Tout au long de l'été, les fonds d'investissement américains – dont le Quantum Fund, dirigé par George Soros – prenaient des positions à la baisse sur les Bourses locales, le plongeon des marchés d'actions s'accompagnant de nouvelles dépréciations des monnaies vis-à-vis du dollar. Contraint à la dévaluation, le gouvernement thaïlandais annonçait début août le détail d'un plan de sauvetage négocié avec le Fonds monétaire international (FMI), en contrepartie d'une ligne de crédit de 15 milliards de dollars (95 milliards de francs). Afin de défendre leurs devises, les banques centrales de l'ASEAN décidaient de relever leurs taux, au risque de provoquer un fort ralentissement de l'activité économique et, par contrecoup, de faire fuir définitivement les investisseurs étrangers, qualifiés un peu rapidement de « vils spéculateurs ».

La remise en cause d'un modèle de développement ?

Si ces derniers ont leur part de responsabilité dans le déclenchement de la crise, celle-ci plonge ses racines dans des déséquilibres plus profonds.

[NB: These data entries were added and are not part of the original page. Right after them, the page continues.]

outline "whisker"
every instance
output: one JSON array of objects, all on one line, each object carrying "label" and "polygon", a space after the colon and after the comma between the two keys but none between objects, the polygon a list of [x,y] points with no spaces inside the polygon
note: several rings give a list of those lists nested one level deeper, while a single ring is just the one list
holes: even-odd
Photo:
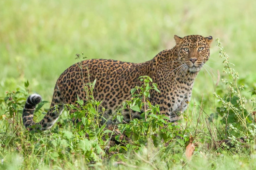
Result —
[{"label": "whisker", "polygon": [[162,65],[162,64],[166,64],[166,63],[173,63],[174,62],[181,62],[181,61],[182,61],[181,60],[178,60],[178,61],[172,61],[172,62],[166,62],[165,63],[162,63],[161,64],[160,64],[159,65]]},{"label": "whisker", "polygon": [[185,76],[186,75],[186,74],[187,73],[187,71],[188,69],[188,67],[187,66],[186,67],[186,70],[185,70],[185,71],[184,72],[184,74],[183,75],[183,83],[184,83],[184,78],[185,77]]},{"label": "whisker", "polygon": [[222,65],[222,64],[220,64],[219,63],[215,63],[214,62],[209,62],[209,61],[207,61],[207,63],[213,63],[213,64],[218,64],[218,65]]}]

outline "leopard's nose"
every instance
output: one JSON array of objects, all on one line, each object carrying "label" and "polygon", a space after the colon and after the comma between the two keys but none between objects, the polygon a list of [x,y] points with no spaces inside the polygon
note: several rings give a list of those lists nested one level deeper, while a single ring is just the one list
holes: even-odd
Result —
[{"label": "leopard's nose", "polygon": [[196,61],[197,60],[197,58],[189,58],[189,60],[191,61],[191,62],[192,62],[192,63],[194,64],[195,63],[195,62],[196,62]]}]

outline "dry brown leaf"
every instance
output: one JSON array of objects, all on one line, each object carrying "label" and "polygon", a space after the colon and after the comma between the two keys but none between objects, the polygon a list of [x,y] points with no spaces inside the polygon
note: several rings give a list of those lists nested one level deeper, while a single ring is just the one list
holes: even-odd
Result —
[{"label": "dry brown leaf", "polygon": [[191,160],[192,156],[195,151],[195,144],[192,143],[194,139],[192,137],[190,137],[189,139],[189,143],[187,146],[185,152],[186,157],[189,160]]}]

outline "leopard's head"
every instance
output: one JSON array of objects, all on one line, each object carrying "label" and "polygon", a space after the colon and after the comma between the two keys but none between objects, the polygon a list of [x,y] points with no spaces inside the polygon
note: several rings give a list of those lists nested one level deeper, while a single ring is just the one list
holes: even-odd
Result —
[{"label": "leopard's head", "polygon": [[191,35],[181,38],[174,36],[177,48],[178,61],[189,71],[198,72],[209,59],[212,37]]}]

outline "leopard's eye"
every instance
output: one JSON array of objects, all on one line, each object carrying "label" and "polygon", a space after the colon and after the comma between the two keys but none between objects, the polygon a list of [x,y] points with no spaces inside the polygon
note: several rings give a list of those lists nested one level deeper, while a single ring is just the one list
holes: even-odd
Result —
[{"label": "leopard's eye", "polygon": [[189,49],[188,49],[188,48],[184,48],[184,49],[183,49],[183,50],[184,50],[184,51],[185,51],[186,52],[187,52],[189,51]]},{"label": "leopard's eye", "polygon": [[198,51],[202,51],[203,49],[203,47],[199,47],[198,48]]}]

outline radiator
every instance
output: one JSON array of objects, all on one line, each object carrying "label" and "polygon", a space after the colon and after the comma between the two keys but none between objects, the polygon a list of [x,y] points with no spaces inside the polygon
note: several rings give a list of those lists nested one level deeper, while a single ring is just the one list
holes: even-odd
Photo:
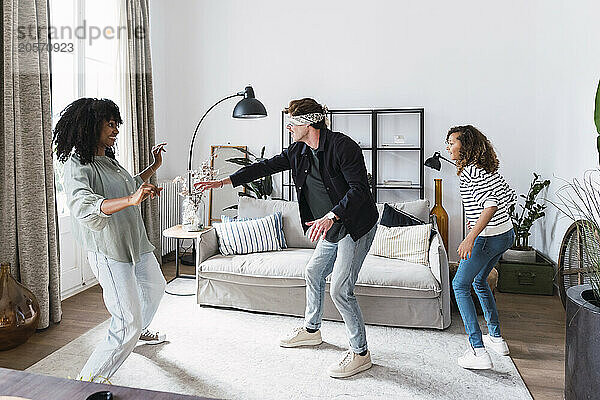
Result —
[{"label": "radiator", "polygon": [[160,233],[162,254],[165,255],[175,250],[177,240],[162,236],[162,232],[174,225],[179,224],[179,199],[177,193],[177,184],[172,180],[165,180],[158,183],[163,190],[158,196],[158,209],[160,212]]}]

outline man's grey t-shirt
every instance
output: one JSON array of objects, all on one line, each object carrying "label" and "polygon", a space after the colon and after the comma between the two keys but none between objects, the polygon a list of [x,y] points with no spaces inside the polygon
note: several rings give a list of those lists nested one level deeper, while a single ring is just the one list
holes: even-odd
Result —
[{"label": "man's grey t-shirt", "polygon": [[[313,217],[319,219],[333,209],[333,203],[329,198],[329,194],[323,183],[323,177],[321,176],[318,153],[322,151],[322,149],[310,150],[312,157],[310,170],[308,175],[306,175],[305,196]],[[333,226],[327,231],[325,239],[328,242],[337,243],[347,234],[348,232],[346,232],[346,228],[344,227],[344,224],[342,224],[342,221],[336,220],[333,223]]]}]

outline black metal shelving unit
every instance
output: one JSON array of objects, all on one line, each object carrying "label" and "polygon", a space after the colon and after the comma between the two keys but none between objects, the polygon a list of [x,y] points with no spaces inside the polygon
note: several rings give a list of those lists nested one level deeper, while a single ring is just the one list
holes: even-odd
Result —
[{"label": "black metal shelving unit", "polygon": [[[371,125],[371,146],[362,146],[363,151],[371,152],[371,174],[373,176],[371,182],[371,191],[375,201],[377,201],[379,190],[410,190],[418,191],[419,198],[425,198],[425,186],[424,186],[424,163],[425,163],[425,148],[424,148],[424,137],[425,137],[425,121],[424,121],[425,110],[423,108],[372,108],[372,109],[336,109],[329,110],[329,119],[331,121],[331,130],[335,131],[335,117],[336,115],[367,115],[370,116]],[[419,117],[419,143],[418,145],[394,145],[384,147],[381,143],[381,137],[379,132],[379,116],[386,114],[416,114]],[[343,132],[348,136],[352,137],[349,132]],[[356,138],[353,138],[356,140]],[[281,112],[281,144],[282,150],[286,149],[292,142],[291,134],[285,128],[285,113]],[[379,180],[379,156],[380,152],[418,152],[419,153],[419,182],[408,185],[384,185]],[[282,172],[281,176],[281,195],[287,200],[294,200],[295,191],[294,184],[292,182],[291,172]]]}]

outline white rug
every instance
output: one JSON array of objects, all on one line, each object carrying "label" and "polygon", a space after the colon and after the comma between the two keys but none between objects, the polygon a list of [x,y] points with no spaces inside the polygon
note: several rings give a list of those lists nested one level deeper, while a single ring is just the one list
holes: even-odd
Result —
[{"label": "white rug", "polygon": [[[178,281],[193,290],[194,281]],[[226,399],[531,399],[510,357],[492,355],[489,371],[456,364],[467,348],[458,317],[445,331],[367,325],[373,368],[347,379],[326,374],[347,348],[344,325],[324,321],[318,347],[279,347],[279,336],[301,324],[165,295],[152,327],[169,341],[136,347],[111,382]],[[107,327],[105,321],[27,370],[77,376]]]}]

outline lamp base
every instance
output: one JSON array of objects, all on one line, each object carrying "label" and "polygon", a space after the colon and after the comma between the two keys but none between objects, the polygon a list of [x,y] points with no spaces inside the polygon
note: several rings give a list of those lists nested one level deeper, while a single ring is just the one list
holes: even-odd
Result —
[{"label": "lamp base", "polygon": [[183,265],[196,265],[196,251],[193,250],[192,254],[185,254],[181,256],[179,261]]}]

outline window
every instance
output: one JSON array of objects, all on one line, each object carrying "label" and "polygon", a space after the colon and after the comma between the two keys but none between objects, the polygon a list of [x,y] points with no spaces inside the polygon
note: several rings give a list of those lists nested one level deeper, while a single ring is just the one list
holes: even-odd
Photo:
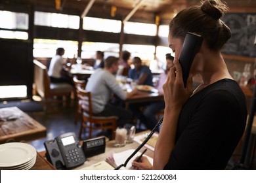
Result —
[{"label": "window", "polygon": [[60,13],[35,12],[35,25],[78,29],[79,17]]},{"label": "window", "polygon": [[160,69],[165,69],[166,67],[165,54],[171,53],[172,56],[175,56],[175,54],[171,49],[167,46],[158,46],[156,47],[156,58],[158,60],[158,66]]},{"label": "window", "polygon": [[155,46],[152,45],[123,44],[123,50],[131,52],[131,58],[135,56],[140,58],[142,61],[148,61],[154,59]]},{"label": "window", "polygon": [[27,97],[27,86],[25,85],[0,86],[0,99],[26,97]]},{"label": "window", "polygon": [[0,17],[2,20],[0,21],[0,28],[28,29],[28,14],[0,10]]},{"label": "window", "polygon": [[124,25],[123,31],[127,34],[155,36],[156,35],[156,25],[127,22]]},{"label": "window", "polygon": [[0,38],[26,40],[28,39],[28,33],[21,31],[0,31]]},{"label": "window", "polygon": [[104,52],[104,58],[108,56],[119,58],[119,44],[83,42],[82,44],[82,58],[95,58],[95,52]]},{"label": "window", "polygon": [[[26,32],[28,29],[28,14],[0,10],[0,17],[1,20],[6,20],[6,21],[0,21],[0,38],[24,40],[28,39],[28,33]],[[1,29],[5,29],[1,30]],[[10,30],[6,30],[7,29]]]},{"label": "window", "polygon": [[119,33],[121,25],[121,22],[119,20],[87,16],[83,19],[83,29],[85,30]]},{"label": "window", "polygon": [[77,55],[78,42],[53,39],[35,39],[33,55],[35,58],[52,58],[58,47],[65,49],[64,58],[74,58]]},{"label": "window", "polygon": [[158,35],[160,37],[168,37],[169,25],[161,25],[159,26]]}]

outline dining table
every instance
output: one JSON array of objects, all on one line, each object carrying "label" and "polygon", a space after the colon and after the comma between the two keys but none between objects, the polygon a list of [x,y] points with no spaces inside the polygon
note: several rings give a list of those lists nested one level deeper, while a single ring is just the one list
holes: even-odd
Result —
[{"label": "dining table", "polygon": [[128,108],[129,105],[131,103],[163,101],[163,93],[159,92],[152,86],[146,85],[133,86],[130,83],[125,83],[121,84],[121,87],[127,92],[130,92],[135,88],[139,90],[137,94],[132,95],[123,101],[126,109]]},{"label": "dining table", "polygon": [[46,137],[47,129],[16,107],[0,108],[0,144]]},{"label": "dining table", "polygon": [[95,73],[95,70],[92,67],[74,64],[72,65],[72,67],[68,72],[69,75],[72,77],[76,76],[79,80],[87,80],[91,75]]}]

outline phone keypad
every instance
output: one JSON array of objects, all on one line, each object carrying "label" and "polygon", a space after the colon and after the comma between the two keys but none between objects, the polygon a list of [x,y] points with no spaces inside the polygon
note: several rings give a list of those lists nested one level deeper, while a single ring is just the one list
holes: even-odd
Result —
[{"label": "phone keypad", "polygon": [[65,155],[65,158],[68,163],[75,163],[81,160],[81,154],[79,154],[77,149],[70,150],[68,151],[68,153]]}]

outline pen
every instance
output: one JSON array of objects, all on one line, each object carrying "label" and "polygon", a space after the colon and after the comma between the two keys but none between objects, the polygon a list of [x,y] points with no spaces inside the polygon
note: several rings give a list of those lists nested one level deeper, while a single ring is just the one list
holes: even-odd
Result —
[{"label": "pen", "polygon": [[140,155],[140,156],[139,156],[137,158],[135,159],[135,161],[139,161],[141,159],[141,157],[142,157],[142,155],[146,152],[148,149],[145,149],[142,153]]}]

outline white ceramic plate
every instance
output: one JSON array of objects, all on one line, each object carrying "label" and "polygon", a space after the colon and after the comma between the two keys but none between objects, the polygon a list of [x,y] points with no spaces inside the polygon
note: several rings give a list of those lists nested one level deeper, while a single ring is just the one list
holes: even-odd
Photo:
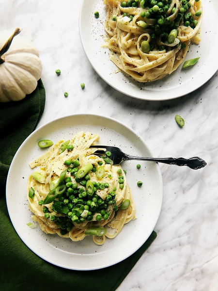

En effet, les pays émergents d'Asie du Sud-Est ont subi de plein fouet le retournement d'un cycle jadis vertueux, basé sur un niveau d'exportations élevé, un système de changes arrimé à un dollar bon marché et un appareil de production largement financé par des capitaux étrangers. Désormais, « tigres » et « dragons » sont confrontés à une concurrence agressive sur leurs exportations (chaussure, textile, électronique), notamment de la part de la Chine. Affaiblis par d'énormes déséquilibres de leurs balances des paiements, ils ont dû, en outre, laisser flotter leurs monnaies vis-à-vis d'un dollar qui ne cessait de s'apprécier depuis le début de l'année. Or, le niveau élevé des importations dans leurs propres exportations interdisait tout effet bénéfique d'une dépréciation monétaire sur leur balance commerciale. L'importance des capitaux à court terme dans le financement de leurs économies les conduisait par ailleurs à de dangereux surinvestissements, formant des bulles spéculatives qui ne demandent qu'à éclater, notamment dans l'immobilier. Si les investisseurs étrangers décidaient d'accélérer leur fuite, la correction à venir en 1998 risquerait alors d'être rude.

J.-F. P.

Soros mis en cause

George Soros a-t-il profité de la puissance financière du Quantum Fund pour faire du lobbying politique ? Le Premier ministre malais Mohamad Mahatir n'hésitait pas à accuser le financier américain d'être à l'origine de la tempête sur les monnaies du Sud-Est asiatique. Soros, qui a engrangé 1 milliard de dollars en 1992 en spéculant contre la livre, aurait mal accepté que la très répressive Birmanie adhère à l'ASEAN (Association des nations du Sud-Est asiatique. Elle regroupe Brunei, l'Indonésie, la Malaisie, les Philippines, Singapour, la Thaïlande, le Viêt Nam. Elle vient d'accueillir en son sein le Laos et la Birmanie).